Key provisions and changes (inference based on title; exact text not provided)
- Potential updates to support liability or duties of dependents or noncustodial parents in support cases.
- Possible clarification of responsibilities for agencies administering public assistance in relation to support collections.
- Revisions to court procedures for establishing or modifying support orders, including timelines, notice, and enforcement.
- Adjustments to definitions used in support-related statutes (e.g., “poor person,” “public assistance,” or “duty to support”).
- Updates to penalties or remedies for noncompliance or fraud in the context of public assistance and support.
Who would be affected
- Recipients and recipients’ households receiving public assistance who are subject to support obligations.
- Parents or guardians obligated to pay child or spousal support within the state’s framework.
- State agencies involved in public assistance programs, child support enforcement, and related administrative processes.
- Courts and the judiciary handling support orders and enforcement actions.
Procedural and timeline considerations
- Status indicates initial introduction and committee assignment; no floor action or final passage details are available yet.
- If advanced, the bill would progress through committee hearings (likely the Health & Human Development Committee), potential amendments, and votes in the House, and then proceed to the Senate as applicable.
- Any enacted changes would take effect on a specified effective date, which would be stated in the bill text (e.g., a fixed date or upon passage).
Notes for readers
- The summary above reflects the bill’s stated purpose and the typical scope of amendments implied by the title.

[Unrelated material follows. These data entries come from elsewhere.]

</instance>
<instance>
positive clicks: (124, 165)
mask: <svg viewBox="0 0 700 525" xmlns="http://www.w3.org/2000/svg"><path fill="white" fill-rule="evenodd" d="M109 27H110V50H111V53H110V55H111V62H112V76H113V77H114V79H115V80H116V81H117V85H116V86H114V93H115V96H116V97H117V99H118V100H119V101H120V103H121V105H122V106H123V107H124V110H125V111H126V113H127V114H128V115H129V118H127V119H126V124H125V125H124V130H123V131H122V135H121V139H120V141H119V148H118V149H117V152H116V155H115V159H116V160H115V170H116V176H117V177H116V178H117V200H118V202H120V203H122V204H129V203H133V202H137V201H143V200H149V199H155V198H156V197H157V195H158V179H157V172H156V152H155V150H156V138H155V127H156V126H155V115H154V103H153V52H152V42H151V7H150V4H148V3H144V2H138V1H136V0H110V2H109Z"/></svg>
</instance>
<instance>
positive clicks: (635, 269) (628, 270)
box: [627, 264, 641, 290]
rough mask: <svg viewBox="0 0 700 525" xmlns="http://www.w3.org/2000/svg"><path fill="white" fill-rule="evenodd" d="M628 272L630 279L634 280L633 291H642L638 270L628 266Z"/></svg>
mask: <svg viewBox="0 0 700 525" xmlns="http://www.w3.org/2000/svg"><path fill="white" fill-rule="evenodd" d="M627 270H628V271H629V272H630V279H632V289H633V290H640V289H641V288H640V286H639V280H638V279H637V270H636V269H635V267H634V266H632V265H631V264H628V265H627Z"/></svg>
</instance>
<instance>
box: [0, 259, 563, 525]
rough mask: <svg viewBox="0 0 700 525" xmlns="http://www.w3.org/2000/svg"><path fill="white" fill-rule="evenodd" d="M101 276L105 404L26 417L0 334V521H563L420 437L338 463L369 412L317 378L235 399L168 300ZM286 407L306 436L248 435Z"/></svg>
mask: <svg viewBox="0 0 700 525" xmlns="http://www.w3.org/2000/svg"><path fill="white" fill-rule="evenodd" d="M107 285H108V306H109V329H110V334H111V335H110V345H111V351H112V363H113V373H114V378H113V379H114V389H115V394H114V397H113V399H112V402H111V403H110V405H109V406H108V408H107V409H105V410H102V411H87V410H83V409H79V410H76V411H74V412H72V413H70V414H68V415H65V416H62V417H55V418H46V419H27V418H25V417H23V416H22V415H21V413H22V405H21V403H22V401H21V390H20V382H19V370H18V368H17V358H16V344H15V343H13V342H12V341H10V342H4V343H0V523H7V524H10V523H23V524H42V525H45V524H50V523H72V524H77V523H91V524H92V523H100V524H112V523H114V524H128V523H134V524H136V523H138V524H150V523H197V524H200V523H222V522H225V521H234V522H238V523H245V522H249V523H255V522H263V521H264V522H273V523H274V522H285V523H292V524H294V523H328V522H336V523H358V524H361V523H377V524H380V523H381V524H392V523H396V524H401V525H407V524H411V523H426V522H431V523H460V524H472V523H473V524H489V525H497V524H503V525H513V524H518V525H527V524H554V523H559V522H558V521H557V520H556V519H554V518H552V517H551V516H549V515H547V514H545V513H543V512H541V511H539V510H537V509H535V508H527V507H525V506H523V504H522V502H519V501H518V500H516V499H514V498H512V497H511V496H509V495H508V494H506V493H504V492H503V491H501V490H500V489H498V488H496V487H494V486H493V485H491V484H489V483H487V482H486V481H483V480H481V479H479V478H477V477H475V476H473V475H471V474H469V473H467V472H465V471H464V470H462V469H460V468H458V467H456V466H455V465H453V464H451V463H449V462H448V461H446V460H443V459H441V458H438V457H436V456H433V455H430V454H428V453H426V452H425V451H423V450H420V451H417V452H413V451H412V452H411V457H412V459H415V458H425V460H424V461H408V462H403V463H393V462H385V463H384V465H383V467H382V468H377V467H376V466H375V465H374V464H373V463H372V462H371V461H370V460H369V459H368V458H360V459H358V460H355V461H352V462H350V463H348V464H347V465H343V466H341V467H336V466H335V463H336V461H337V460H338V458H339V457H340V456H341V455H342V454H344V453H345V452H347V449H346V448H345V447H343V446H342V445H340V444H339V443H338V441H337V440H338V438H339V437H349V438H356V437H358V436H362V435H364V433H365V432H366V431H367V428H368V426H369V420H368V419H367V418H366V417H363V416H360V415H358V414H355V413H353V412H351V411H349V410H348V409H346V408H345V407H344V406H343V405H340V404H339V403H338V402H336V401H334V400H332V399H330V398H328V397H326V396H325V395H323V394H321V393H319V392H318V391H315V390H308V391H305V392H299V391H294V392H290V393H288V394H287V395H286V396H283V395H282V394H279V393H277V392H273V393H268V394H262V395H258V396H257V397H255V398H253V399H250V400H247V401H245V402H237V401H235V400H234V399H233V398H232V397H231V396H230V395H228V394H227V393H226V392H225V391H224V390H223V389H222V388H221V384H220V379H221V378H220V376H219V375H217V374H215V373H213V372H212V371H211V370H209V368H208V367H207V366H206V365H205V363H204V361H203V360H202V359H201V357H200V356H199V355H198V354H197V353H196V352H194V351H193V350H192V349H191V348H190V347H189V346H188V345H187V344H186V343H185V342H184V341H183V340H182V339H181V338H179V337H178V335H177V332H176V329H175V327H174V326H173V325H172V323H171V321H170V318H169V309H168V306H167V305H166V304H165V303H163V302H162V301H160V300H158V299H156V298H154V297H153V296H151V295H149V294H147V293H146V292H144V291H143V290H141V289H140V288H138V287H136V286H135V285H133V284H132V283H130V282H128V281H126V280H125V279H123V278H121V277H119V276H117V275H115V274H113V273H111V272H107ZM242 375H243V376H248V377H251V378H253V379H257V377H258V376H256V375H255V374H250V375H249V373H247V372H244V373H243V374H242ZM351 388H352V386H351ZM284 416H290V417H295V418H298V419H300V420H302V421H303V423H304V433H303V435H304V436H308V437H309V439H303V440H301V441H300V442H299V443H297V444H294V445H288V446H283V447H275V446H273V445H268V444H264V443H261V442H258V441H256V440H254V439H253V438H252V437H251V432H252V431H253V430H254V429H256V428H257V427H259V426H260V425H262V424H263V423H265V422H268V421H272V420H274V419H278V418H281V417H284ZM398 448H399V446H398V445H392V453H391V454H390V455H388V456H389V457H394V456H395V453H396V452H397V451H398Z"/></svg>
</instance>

For precise provisions, definitions, and effective dates, the full bill text and committee staff analyses should be consulted when available.
- Given its assignment to Health & Human Development, expect provisions to intersect social services, welfare policy, and child support enforcement.
If you’d like, I can monitor updates and provide a section-by-section breakdown once the bill text is released or provide comparisons to current Delaware law in Titles 10 and 13 related to the duty to support poor persons.